2009-04-06 03:39:16 | Weblog


新聞書評の古い切り抜きが出てきました。評者は斉藤貴男(ジャーナリスト)さんです。日付も掲載紙名もわかりません。以下は、その書評の転記です。


先の戦争に限りないロマンを抱かされた元少年兵の終戦後日記「砕かれた神」が改めて、読み継がれなければならない。
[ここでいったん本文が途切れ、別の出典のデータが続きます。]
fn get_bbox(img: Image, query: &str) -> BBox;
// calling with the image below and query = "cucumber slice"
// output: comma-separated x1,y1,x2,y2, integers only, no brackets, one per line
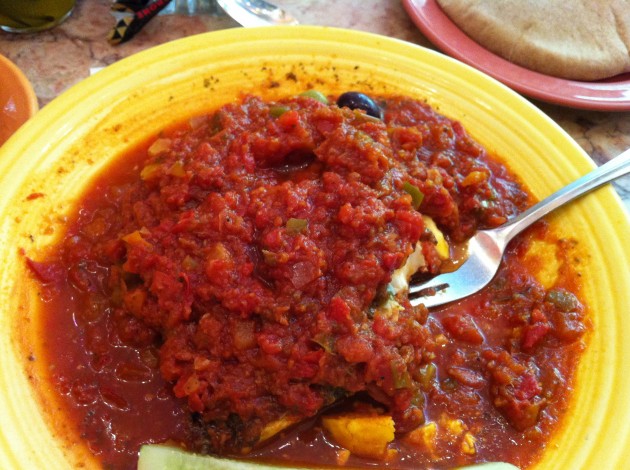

激戦からの奇跡的な生還を果たした著者が、自らや戦友たちを死に駆り立てた〝現人神〟が自決もせず、「出てこいニミッツ、マッカーサー」の片方と仲良く、まるで従者のように写っている写真を見せつけられた時の思いはいかばかりだったか。

<とにかく偉い人ほど他人にむかって道義の大事を説くが、それがいざ自分のことになると、その不感症ぶりは、まさに白痴にひとしい。(中略) わけても天皇のあり方は、「天皇さえ責任者としての責任をとらせずにすまされるのだから、われわれは何をやっても責任なんてとる必要はない」というようなおそるべき道義のすたれをもたらすのではないか>

慧眼どおりの成り行きを、私たちは今、これでもかとばかり思い知らされている。この国の何もかもは、〝偉い人〟たちの二世、三世の国内権力の私物化と引き換えに、かつての敵国に売り渡されていた。

建築基準法や商法の〝改正〟も一連の法制度改革も、いわゆる構造改革のすべては、九四年以降のアメリカ政府が毎年突きつけてくる「年次改革要望書」の中身そのままだ。これほどの事実が、しかし、実はまったく報じられてこなかった。